ETA terror suspect wanted by Spain denied bail in Northern Ireland, admits using fake ID

By Shawn Pogatchnik, AP
Monday, June 28, 2010

ETA suspect wanted by Spain used fake Belfast ID

DUBLIN — An alleged car-bomber from the Basque terror group ETA admitted Monday he has lived in Northern Ireland since 2007 using a false identity designed to flummox Spanish detectives.

The admission came during a failed bail application by Fermin Vila Michelena, a 40-year-old Basque separatist who has been on the run from Spanish authorities since 2001. He was arrested last week in a central Belfast shopping center during a joint Northern Irish-Spanish police operation.

Judge Tom Burgess agreed with prosecutors’ arguments that Vila Michelena was likely to jump bail and go underground using a new fake identity if freed. His extradition hearing was tentatively scheduled to begin in September.

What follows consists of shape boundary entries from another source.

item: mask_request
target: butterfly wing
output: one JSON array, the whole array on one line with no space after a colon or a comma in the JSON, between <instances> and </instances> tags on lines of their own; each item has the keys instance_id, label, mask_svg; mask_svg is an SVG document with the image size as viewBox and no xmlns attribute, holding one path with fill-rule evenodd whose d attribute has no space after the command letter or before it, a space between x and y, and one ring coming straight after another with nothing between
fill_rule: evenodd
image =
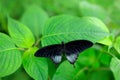
<instances>
[{"instance_id":1,"label":"butterfly wing","mask_svg":"<svg viewBox=\"0 0 120 80\"><path fill-rule=\"evenodd\" d=\"M80 52L91 47L93 43L88 40L76 40L65 44L66 58L71 63L74 64Z\"/></svg>"},{"instance_id":2,"label":"butterfly wing","mask_svg":"<svg viewBox=\"0 0 120 80\"><path fill-rule=\"evenodd\" d=\"M60 63L62 59L61 50L62 50L62 46L59 44L50 45L39 49L35 53L35 56L51 58L53 62L57 64Z\"/></svg>"}]
</instances>

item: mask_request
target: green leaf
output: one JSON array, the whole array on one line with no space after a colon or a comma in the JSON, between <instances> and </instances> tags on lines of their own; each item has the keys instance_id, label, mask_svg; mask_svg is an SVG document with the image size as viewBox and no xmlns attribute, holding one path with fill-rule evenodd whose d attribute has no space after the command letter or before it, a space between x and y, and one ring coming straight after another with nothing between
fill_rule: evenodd
<instances>
[{"instance_id":1,"label":"green leaf","mask_svg":"<svg viewBox=\"0 0 120 80\"><path fill-rule=\"evenodd\" d=\"M68 61L64 61L57 68L52 80L86 80L84 70L86 68L80 68L75 65L71 65Z\"/></svg>"},{"instance_id":2,"label":"green leaf","mask_svg":"<svg viewBox=\"0 0 120 80\"><path fill-rule=\"evenodd\" d=\"M106 23L109 22L108 14L101 6L80 1L79 7L83 16L97 17Z\"/></svg>"},{"instance_id":3,"label":"green leaf","mask_svg":"<svg viewBox=\"0 0 120 80\"><path fill-rule=\"evenodd\" d=\"M115 80L120 80L120 60L116 57L113 57L110 63L110 68L113 72Z\"/></svg>"},{"instance_id":4,"label":"green leaf","mask_svg":"<svg viewBox=\"0 0 120 80\"><path fill-rule=\"evenodd\" d=\"M42 29L46 20L47 13L39 6L28 6L26 12L23 14L22 22L29 27L34 36L38 39L42 34Z\"/></svg>"},{"instance_id":5,"label":"green leaf","mask_svg":"<svg viewBox=\"0 0 120 80\"><path fill-rule=\"evenodd\" d=\"M14 73L21 65L21 53L11 38L0 33L0 77Z\"/></svg>"},{"instance_id":6,"label":"green leaf","mask_svg":"<svg viewBox=\"0 0 120 80\"><path fill-rule=\"evenodd\" d=\"M97 42L107 37L108 34L107 27L97 18L61 15L52 17L47 22L43 29L42 45L79 39Z\"/></svg>"},{"instance_id":7,"label":"green leaf","mask_svg":"<svg viewBox=\"0 0 120 80\"><path fill-rule=\"evenodd\" d=\"M85 50L79 54L77 63L84 66L92 66L97 62L97 56L95 55L96 51L92 48Z\"/></svg>"},{"instance_id":8,"label":"green leaf","mask_svg":"<svg viewBox=\"0 0 120 80\"><path fill-rule=\"evenodd\" d=\"M23 66L26 72L35 80L47 80L48 64L44 58L34 57L37 48L31 48L24 53Z\"/></svg>"},{"instance_id":9,"label":"green leaf","mask_svg":"<svg viewBox=\"0 0 120 80\"><path fill-rule=\"evenodd\" d=\"M28 48L35 42L31 31L22 23L11 18L8 19L8 30L10 36L18 47Z\"/></svg>"},{"instance_id":10,"label":"green leaf","mask_svg":"<svg viewBox=\"0 0 120 80\"><path fill-rule=\"evenodd\" d=\"M102 68L101 70L91 72L88 77L89 80L114 80L112 73L107 69L102 70Z\"/></svg>"},{"instance_id":11,"label":"green leaf","mask_svg":"<svg viewBox=\"0 0 120 80\"><path fill-rule=\"evenodd\" d=\"M114 43L114 48L118 51L120 54L120 36L116 38L115 43Z\"/></svg>"}]
</instances>

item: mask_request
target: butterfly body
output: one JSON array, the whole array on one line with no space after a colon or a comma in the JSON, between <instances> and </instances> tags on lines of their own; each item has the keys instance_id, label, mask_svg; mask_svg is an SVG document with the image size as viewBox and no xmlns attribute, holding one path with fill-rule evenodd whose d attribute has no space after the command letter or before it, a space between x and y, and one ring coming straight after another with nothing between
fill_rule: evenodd
<instances>
[{"instance_id":1,"label":"butterfly body","mask_svg":"<svg viewBox=\"0 0 120 80\"><path fill-rule=\"evenodd\" d=\"M61 44L54 44L39 49L36 53L36 57L48 57L53 60L54 63L60 63L62 55L65 54L67 60L74 64L80 52L91 47L93 43L88 40L75 40L68 43L62 42Z\"/></svg>"}]
</instances>

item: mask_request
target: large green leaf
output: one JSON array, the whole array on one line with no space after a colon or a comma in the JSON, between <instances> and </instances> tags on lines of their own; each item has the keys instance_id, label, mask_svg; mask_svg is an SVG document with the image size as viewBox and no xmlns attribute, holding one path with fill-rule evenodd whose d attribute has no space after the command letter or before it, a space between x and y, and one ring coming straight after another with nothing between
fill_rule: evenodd
<instances>
[{"instance_id":1,"label":"large green leaf","mask_svg":"<svg viewBox=\"0 0 120 80\"><path fill-rule=\"evenodd\" d=\"M28 6L22 17L22 22L30 28L35 37L38 39L41 36L42 28L48 19L47 13L39 8L39 6Z\"/></svg>"},{"instance_id":2,"label":"large green leaf","mask_svg":"<svg viewBox=\"0 0 120 80\"><path fill-rule=\"evenodd\" d=\"M111 71L101 68L101 70L92 71L88 80L114 80ZM78 79L79 80L79 79Z\"/></svg>"},{"instance_id":3,"label":"large green leaf","mask_svg":"<svg viewBox=\"0 0 120 80\"><path fill-rule=\"evenodd\" d=\"M8 30L10 36L18 47L28 48L35 42L31 31L22 23L11 18L8 20Z\"/></svg>"},{"instance_id":4,"label":"large green leaf","mask_svg":"<svg viewBox=\"0 0 120 80\"><path fill-rule=\"evenodd\" d=\"M0 77L15 72L21 65L21 53L11 38L0 33Z\"/></svg>"},{"instance_id":5,"label":"large green leaf","mask_svg":"<svg viewBox=\"0 0 120 80\"><path fill-rule=\"evenodd\" d=\"M115 80L120 80L120 60L118 58L112 58L110 68L114 74Z\"/></svg>"},{"instance_id":6,"label":"large green leaf","mask_svg":"<svg viewBox=\"0 0 120 80\"><path fill-rule=\"evenodd\" d=\"M42 45L86 39L93 42L108 36L107 27L94 17L56 16L49 19L43 29Z\"/></svg>"},{"instance_id":7,"label":"large green leaf","mask_svg":"<svg viewBox=\"0 0 120 80\"><path fill-rule=\"evenodd\" d=\"M37 48L31 48L24 53L23 66L26 72L35 80L47 80L48 65L44 58L34 57Z\"/></svg>"},{"instance_id":8,"label":"large green leaf","mask_svg":"<svg viewBox=\"0 0 120 80\"><path fill-rule=\"evenodd\" d=\"M52 80L86 80L84 70L86 68L80 68L79 66L71 65L68 61L64 61L57 68Z\"/></svg>"},{"instance_id":9,"label":"large green leaf","mask_svg":"<svg viewBox=\"0 0 120 80\"><path fill-rule=\"evenodd\" d=\"M116 41L114 43L115 49L120 53L120 36L116 38Z\"/></svg>"},{"instance_id":10,"label":"large green leaf","mask_svg":"<svg viewBox=\"0 0 120 80\"><path fill-rule=\"evenodd\" d=\"M99 5L90 4L87 1L80 1L79 7L83 16L97 17L104 22L109 22L107 12Z\"/></svg>"}]
</instances>

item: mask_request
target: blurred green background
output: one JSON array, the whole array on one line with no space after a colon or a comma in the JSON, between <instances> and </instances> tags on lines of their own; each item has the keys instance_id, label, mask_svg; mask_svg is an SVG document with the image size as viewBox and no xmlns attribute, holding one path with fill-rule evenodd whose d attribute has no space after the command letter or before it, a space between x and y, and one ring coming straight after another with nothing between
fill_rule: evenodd
<instances>
[{"instance_id":1,"label":"blurred green background","mask_svg":"<svg viewBox=\"0 0 120 80\"><path fill-rule=\"evenodd\" d=\"M97 17L107 25L112 35L113 41L115 37L119 35L120 32L120 0L0 0L0 32L8 34L7 16L10 16L20 21L24 13L27 11L28 7L31 5L37 5L41 7L48 14L49 17L59 14L69 14L78 17L82 16ZM34 8L31 9L35 10ZM106 50L105 47L102 48L102 50L104 51L100 52L97 51L97 48L98 47L96 47L97 53L103 53ZM94 54L94 52L91 53ZM104 62L103 59L106 58L106 57L104 58L104 56L102 56L103 58L102 60L100 60L101 65L108 67L110 60L108 60L108 62L107 61ZM97 63L95 64L95 67L96 66ZM109 75L109 78L107 79L104 78L104 80L114 80L112 72L110 70L106 72L98 70L97 72L93 71L92 73L93 74L89 75L88 77L93 77L96 78L96 80L101 80L97 79L97 76L95 74L101 76ZM91 80L93 78L91 78ZM15 73L2 78L2 80L33 80L33 79L30 78L26 74L24 69L21 67Z\"/></svg>"}]
</instances>

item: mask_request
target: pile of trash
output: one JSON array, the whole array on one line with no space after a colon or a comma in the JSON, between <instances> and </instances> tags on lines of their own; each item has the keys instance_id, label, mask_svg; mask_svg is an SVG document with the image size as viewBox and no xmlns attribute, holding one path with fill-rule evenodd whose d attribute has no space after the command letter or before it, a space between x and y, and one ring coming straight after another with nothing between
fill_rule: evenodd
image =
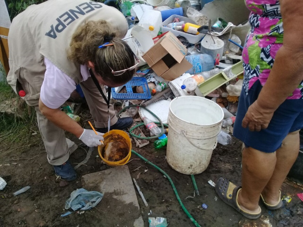
<instances>
[{"instance_id":1,"label":"pile of trash","mask_svg":"<svg viewBox=\"0 0 303 227\"><path fill-rule=\"evenodd\" d=\"M128 24L123 39L140 60L135 77L112 90L111 102L116 114L130 105L142 105L167 124L170 103L174 98L204 97L222 108L224 120L218 142L230 144L229 133L232 133L242 87L242 45L249 29L245 23L249 12L242 2L115 2L114 6L123 14ZM241 13L235 15L235 10ZM62 106L78 122L74 109L75 105L71 103ZM133 117L133 127L139 121L147 126L158 121L138 106L127 109L120 117ZM156 127L153 128L154 130ZM143 137L157 135L150 131L142 132L140 128L134 133ZM165 145L167 138L160 139L164 142L158 142L160 146L155 144L155 147ZM135 140L139 147L149 143L147 140Z\"/></svg>"}]
</instances>

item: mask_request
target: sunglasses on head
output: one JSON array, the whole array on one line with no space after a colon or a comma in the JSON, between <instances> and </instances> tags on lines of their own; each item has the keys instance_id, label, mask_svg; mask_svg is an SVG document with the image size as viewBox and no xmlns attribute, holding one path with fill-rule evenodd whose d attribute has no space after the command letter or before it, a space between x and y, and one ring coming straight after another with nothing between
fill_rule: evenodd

Vila Michelena is the third Basque separatist to face an extradition trial since 2008 in Belfast, a longtime pilgrimage point for ETA members and supporters seeking to forge links with the outlawed Irish Republican Army and its legal Sinn Fein party. The two previous cases ended in failure — the first because the judge rejected Spain’s claims, the second because the suspect jumped bail and fled after losing his case.

ETA has killed more than 825 people, mostly in Spain, since the late 1960s in hopes of carving out an independent Basque state in northeast Spain and southwest France.

Vila Michelena stood unsuccessfully for election in 1994 as a European Parliament candidate from the ETA-linked Batasuna party. Spain outlawed that party in 2003.

Spanish authorities accuse Vila Michelena of going on the run in 2000 as a member of a Madrid-based ETA unit that mounted several car bombings over the following year, killing several people including an army officer and policeman.

The Police Service of Northern Ireland said its officers seized several fake IDs in Vila Michelena’s north Belfast apartment during a search following his arrest Thursday.

Vila Michelena’s Belfast lawyer, Sean Devine, conceded his client had adopted a phony identity because he feared extradition and considered himself “a political refugee.” Devine said Vila Michelena came to Belfast because of his interest in Northern Ireland’s peace process.

“He has long admired this country’s political process,” Devine told the judge. “He considered this would be a safe place for him to settle and live a normal life and not to be persecuted for his political beliefs.”

Devine said his client had worked for the past two years as a chef in a Belfast restaurant.

The Belfast lawyer representing the Spanish government, Stephen Ritchie, said Vila Michelena used an expertly forged Spanish national ID card and several British forms of identification, including cards for medical services and welfare benefits, all using the fabricated identity.

“Quite obviously he has access to high-quality counterfeiting,” Ritchie said.

Vila Michelena, sporting a long silvery beard and hair, didn’t directly speak during the hearing. Neither legal team disclosed Vila Michelena’s Belfast alias.